Tools
This section contains useful (and sometimes temporary) scripts as well as references to tools, projects and pieces of documentation used for the development of the recipes.
The basic environment setup is explained in the Installation part of the docs.
Playing with Recipes?
miniswarm
Helpful tool to help you quickly setup a local virtualbox-based swarm cluster for testing purposes.
wait-for-it
Useful shell script used when you need to wait for a service to be started.
Note: This might no longer be needed since docker introduced the healthchecks feature.
docker-swarm-visualizer
If you'd like to have a basic view of the distribution of containers in your
swarm cluster, you can use the visualzer.yml
file provided in this folder.
docker stack deploy -c visualizer.yml vis
portainer
If you'd like a more sophisticated UI with info about your swarm, you can deploy portainer as follows.
docker service create \
--name portainer \
--publish 9000:9000 \
--constraint 'node.role == manager' \
--mount type=bind,src=/var/run/docker.sock,dst=/var/run/docker.sock \
portainer/portainer \
-H unix:///var/run/docker.sock
Alternatively, you can make use of the docker-compose file available in this folder.
docker stack deploy -c portainer.yml portainer
postman
A well-known tool for experimenting with APIs. Do you want to try the curl-based
examples of the recipes from Postman? Import the postman_collection.json
available in this folder and make your tests easier. Note: this collection is
work in progress, feel free to contribute!
Writing Docs?
We typically write documentation in
markdown format.
Then, mkdocs is used to generate the html format.
You can see in the root of this project the mkdocs.yml
config file.
For architecture diagrams, we use PlantUML. For the diagrams we follow the conventions and leverage on the features you can find in this project.
Instead of uploading pictures in this document, we use
gravizo's power to convert the .dot or PlantUML files
and have them served as pictures online. There is an intermediate conversion
done with gravizo's converter.
Inspect the source of any recipe's readme.md
to see an example.
Other tools for documentation that you may find useful are...
draw.io
Use this tool when the diagrams start getting too complex of when you foresee the diagram will be complex from the scratch.

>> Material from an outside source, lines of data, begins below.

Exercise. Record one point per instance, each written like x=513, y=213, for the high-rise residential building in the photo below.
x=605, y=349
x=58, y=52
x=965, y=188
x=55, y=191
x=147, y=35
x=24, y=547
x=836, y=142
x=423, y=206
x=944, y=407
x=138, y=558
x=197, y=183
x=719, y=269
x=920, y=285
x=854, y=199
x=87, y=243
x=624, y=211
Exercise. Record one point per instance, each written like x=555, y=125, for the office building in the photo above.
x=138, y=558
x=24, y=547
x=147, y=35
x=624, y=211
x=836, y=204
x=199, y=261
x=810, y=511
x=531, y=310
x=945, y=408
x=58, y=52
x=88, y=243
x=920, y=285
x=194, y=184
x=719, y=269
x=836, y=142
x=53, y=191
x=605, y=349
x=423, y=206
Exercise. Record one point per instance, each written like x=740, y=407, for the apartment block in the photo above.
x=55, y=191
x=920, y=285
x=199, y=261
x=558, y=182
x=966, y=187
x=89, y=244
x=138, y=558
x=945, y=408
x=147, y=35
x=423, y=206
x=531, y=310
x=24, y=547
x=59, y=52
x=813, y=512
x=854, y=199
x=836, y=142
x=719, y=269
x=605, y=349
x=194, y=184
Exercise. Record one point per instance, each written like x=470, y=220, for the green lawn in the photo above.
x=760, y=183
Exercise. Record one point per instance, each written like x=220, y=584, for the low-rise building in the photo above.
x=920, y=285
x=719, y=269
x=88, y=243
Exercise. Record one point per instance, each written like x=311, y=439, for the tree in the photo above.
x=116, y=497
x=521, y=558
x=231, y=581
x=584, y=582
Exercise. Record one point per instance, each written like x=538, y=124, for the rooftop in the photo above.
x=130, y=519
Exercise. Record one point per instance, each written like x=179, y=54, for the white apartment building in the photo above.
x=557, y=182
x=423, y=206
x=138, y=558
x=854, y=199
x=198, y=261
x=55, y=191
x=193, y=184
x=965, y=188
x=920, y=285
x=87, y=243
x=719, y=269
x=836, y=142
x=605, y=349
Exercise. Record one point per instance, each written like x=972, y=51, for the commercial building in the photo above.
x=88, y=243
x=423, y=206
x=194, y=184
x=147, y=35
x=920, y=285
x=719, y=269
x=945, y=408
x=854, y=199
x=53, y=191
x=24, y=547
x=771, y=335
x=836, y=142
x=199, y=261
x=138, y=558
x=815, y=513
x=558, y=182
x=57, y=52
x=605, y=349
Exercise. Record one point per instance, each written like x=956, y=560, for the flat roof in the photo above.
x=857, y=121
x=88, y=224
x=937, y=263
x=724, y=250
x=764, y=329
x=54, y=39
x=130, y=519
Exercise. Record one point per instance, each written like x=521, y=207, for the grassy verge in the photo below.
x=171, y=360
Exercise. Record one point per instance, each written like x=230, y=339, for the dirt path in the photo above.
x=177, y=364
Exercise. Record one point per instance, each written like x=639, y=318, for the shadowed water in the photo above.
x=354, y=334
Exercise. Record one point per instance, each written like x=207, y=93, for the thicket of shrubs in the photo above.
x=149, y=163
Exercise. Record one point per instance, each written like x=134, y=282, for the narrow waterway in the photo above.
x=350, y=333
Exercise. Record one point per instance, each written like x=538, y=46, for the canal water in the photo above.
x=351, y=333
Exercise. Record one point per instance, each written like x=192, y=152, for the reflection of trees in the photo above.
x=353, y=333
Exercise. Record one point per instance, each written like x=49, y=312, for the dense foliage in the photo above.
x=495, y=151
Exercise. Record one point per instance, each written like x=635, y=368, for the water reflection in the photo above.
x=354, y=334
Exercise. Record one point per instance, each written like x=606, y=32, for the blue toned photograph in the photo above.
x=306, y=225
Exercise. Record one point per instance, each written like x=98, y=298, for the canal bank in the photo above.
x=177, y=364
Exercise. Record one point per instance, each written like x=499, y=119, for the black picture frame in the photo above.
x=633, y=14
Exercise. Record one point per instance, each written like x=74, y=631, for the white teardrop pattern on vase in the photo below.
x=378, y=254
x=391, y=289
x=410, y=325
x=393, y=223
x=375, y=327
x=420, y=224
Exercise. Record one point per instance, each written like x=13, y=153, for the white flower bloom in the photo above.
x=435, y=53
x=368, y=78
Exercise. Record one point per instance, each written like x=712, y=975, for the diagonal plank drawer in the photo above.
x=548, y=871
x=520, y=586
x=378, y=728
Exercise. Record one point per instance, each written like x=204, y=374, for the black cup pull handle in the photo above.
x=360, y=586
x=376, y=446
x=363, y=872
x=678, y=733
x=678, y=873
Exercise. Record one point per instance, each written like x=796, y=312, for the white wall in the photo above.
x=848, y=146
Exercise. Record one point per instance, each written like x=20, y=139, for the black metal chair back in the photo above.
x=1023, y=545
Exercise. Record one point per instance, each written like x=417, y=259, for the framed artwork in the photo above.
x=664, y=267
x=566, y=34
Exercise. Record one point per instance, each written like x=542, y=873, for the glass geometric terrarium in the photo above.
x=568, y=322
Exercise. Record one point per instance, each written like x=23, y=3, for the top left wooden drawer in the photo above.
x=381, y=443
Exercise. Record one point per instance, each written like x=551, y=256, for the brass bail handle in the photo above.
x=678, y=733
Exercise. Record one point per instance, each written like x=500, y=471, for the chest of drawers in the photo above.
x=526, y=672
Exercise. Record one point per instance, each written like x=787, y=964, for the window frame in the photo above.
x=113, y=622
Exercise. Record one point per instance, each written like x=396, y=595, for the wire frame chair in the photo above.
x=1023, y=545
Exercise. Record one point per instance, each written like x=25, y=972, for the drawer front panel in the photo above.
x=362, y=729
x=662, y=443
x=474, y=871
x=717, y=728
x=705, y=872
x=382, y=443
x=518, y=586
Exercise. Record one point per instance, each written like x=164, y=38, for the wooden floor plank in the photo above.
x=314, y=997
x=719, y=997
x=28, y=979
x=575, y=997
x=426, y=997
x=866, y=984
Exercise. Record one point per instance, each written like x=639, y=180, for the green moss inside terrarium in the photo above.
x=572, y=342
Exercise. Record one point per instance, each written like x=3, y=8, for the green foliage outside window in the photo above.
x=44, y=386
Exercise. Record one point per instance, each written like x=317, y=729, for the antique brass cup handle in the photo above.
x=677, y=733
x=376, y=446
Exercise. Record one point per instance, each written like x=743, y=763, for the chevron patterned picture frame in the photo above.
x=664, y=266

Complex in the sense that making a simple change takes more time understanding
the .dot
than making a manual gui-based change.
When using draw.io, keep the source file in the repository under a /doc
subfolder of the corresponding recipe.
color names
The reference for color names used in .dot
files.
diagramr (deprecated)
To give more docker-related details we could use this tool to create diagrams from docker-compose files. The tools gives also the .dot file, which would be eventually customized and then turned into a png file using graphviz.